Li-tai-po hief zich op een elleboog wat omhoog. Hij droeg het keizerlijk geel, een zijden kleed, dat Ming-Hoang-Ti hem geschonken had.
‘Dans voor me, lieve Schi-Schy. Wat zijn woorden, wat zijn zelfs gedichten? Dans voor me. Je lichaam is schooner dan de lotus, die praalt op de paleisvijvers. Ben ik niet meer dan een keizer?’
Schi-Schy wiegde zacht heen en weer als een droom-warme verlokking. Li-tai-po knipperde met zijn ontstoken oogleden. Deze goddelijke vrucht was buiten bereik van zijn onmachtige handen. Als alles, als alles, wat aan hem was voorbijgegaan. In elke lente verlangde zijn hart naar een schoonere; geen vrouw was als zij, die hij zag opdoemen in de nevels van een stillen maannacht; op zijn zwerftochten vond hij het leven leeg als een uitgewoond huis, alle wonderen bloeiden in horizonten, die verder lagen, dan zijn moede voeten hem dragen konden.
Zijn mond zonk in diepe plooien, in zijn oogen donkerde de weemoed, waarin zijn hart voortdurend gevangen zat.
‘Schi-Schy!’ Onder een zucht strekte hij zijn handen uit. Hoe mager waren alle droomen bij dezen droom. ‘Schi-Schy, meer dan een keizer ligt hier.

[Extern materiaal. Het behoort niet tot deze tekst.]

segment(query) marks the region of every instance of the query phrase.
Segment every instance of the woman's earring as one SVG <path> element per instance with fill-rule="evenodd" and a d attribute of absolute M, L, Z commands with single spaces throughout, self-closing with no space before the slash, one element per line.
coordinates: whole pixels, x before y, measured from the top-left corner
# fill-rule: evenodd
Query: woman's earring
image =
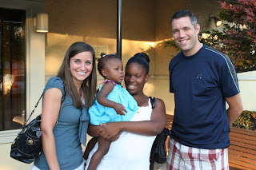
<path fill-rule="evenodd" d="M 149 85 L 149 84 L 146 82 L 146 83 L 145 83 L 145 85 L 144 85 L 144 88 L 145 88 L 145 89 L 147 89 L 147 86 Z"/>

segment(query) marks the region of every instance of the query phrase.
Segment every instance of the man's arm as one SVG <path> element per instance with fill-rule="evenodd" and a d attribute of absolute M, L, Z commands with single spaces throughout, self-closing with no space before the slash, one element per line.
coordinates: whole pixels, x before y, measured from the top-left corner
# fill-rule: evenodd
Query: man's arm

Als ik mijn fluit neem, luisteren de goden in den hemelkoepel en komen de godinnen nader om te dansen op de wolken.’
‘Speel dan, oude dwaas en lok de godinnen naar de aarde, waar ze kunnen rusten aan je zijde.’
Li-tai-po nam zijn fluit van jade en begon te spelen. Een nevel scheen van de dingen weggenomen, alles stond zuiver in een klaar licht. Wondere ontroering hing tusschen de zuilen met de gouden draken.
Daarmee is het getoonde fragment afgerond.